Comment 2 for bug 1423116

Revision history for this message
Bogdan Dobrelya (bogdando) wrote : Re: primary controller has been marked as offline by fuel.

The debug session for node-19 (Wed Feb 18 11:22:53 UTC 2015 - Wed Feb 18 13:05:43 UTC 2015) have shown the following:
1) beam process is able to process the AMQP connections (~900 existed within each 10 seconds frame):
- There number of sessions is floating
- There are AMQP messages flow in conversations

2) There are multiple {handshake_timeout,frame_header} and {handshake_timeout,frame_header}
 in rabbitmq log started at 17-Feb-2015::14:49:04, Example: http://pastebin.com/tvCMLikr

3) rabbitmqctl status / list* is not responsive at all. The results of strace -s 2048 -T -tt -f -ff -o status.strace rabbitmqctl status are in attachment. And rabbitmqctl "eval" "rabbit_misc:which_applications()." reports the node is down: http://paste.openstack.org/show/176860/

4) pacemaker stopped to process monitor actions for rabbitmq resource at 2015-02-18T08:42:15.104256+00:00, here is the last two rounds http://paste.openstack.org/show/176843/ and there is none after that moment. But note, that pacemaker does not mark the resource as failed or not running, this is odd.

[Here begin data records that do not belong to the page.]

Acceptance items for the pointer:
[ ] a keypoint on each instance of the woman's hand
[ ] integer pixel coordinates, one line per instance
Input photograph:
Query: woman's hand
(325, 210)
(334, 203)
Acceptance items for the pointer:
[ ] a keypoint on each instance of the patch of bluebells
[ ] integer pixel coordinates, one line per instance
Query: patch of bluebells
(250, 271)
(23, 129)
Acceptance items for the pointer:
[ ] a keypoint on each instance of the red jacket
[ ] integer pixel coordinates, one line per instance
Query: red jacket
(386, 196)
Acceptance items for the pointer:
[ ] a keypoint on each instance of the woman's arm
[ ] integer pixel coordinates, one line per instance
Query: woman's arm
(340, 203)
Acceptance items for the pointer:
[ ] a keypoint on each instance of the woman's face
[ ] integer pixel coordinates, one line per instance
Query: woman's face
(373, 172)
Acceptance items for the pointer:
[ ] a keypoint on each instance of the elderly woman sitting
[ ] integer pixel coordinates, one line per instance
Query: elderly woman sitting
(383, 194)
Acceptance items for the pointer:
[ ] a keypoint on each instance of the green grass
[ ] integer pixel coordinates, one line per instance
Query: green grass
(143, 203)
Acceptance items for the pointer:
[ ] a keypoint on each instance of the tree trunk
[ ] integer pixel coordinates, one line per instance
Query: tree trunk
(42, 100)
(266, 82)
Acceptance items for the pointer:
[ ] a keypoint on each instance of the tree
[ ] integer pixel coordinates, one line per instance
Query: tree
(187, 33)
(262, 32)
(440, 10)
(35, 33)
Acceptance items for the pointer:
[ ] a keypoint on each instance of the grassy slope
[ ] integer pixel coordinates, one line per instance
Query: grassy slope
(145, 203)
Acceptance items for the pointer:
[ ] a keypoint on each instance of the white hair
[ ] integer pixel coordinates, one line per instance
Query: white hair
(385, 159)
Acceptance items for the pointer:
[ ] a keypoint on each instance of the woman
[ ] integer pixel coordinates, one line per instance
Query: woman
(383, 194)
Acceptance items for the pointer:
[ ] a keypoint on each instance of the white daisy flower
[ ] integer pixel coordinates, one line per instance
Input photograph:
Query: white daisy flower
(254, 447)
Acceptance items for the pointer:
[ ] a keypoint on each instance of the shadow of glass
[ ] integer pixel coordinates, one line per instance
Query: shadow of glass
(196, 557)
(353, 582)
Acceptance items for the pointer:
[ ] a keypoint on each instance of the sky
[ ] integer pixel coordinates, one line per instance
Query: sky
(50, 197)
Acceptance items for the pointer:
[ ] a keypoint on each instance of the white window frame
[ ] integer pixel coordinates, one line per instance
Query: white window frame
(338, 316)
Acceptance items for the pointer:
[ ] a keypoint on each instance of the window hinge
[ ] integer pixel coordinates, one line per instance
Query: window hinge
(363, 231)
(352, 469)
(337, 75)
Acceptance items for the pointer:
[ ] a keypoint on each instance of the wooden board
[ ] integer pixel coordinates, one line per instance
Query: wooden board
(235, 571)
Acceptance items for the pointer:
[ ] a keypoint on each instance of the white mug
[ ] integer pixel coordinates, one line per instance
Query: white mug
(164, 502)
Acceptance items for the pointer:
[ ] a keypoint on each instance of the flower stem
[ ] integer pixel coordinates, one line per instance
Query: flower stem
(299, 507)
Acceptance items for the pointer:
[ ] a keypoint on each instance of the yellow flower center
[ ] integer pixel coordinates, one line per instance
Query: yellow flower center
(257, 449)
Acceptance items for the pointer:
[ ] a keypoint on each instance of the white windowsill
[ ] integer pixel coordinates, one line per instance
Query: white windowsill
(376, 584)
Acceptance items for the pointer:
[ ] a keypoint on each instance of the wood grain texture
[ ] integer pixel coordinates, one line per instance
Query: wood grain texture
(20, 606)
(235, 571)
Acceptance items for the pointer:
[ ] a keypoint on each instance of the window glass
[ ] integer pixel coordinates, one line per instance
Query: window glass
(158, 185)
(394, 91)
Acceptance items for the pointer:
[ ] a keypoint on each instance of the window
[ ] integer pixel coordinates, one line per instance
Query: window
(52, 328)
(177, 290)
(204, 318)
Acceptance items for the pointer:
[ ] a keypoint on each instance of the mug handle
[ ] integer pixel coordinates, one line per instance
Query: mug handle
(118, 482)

5) there is a "hanged" ocf action monitor which started at Feb 18 8:42 and still existed after 4h and all the time the debug session was in progress http://paste.openstack.org/show/176859/

Postmortem: It looks like the RA action monitor (eval" "rabbit_misc:which_applications()) invoked at 8:42 hanged and brought down the entire application.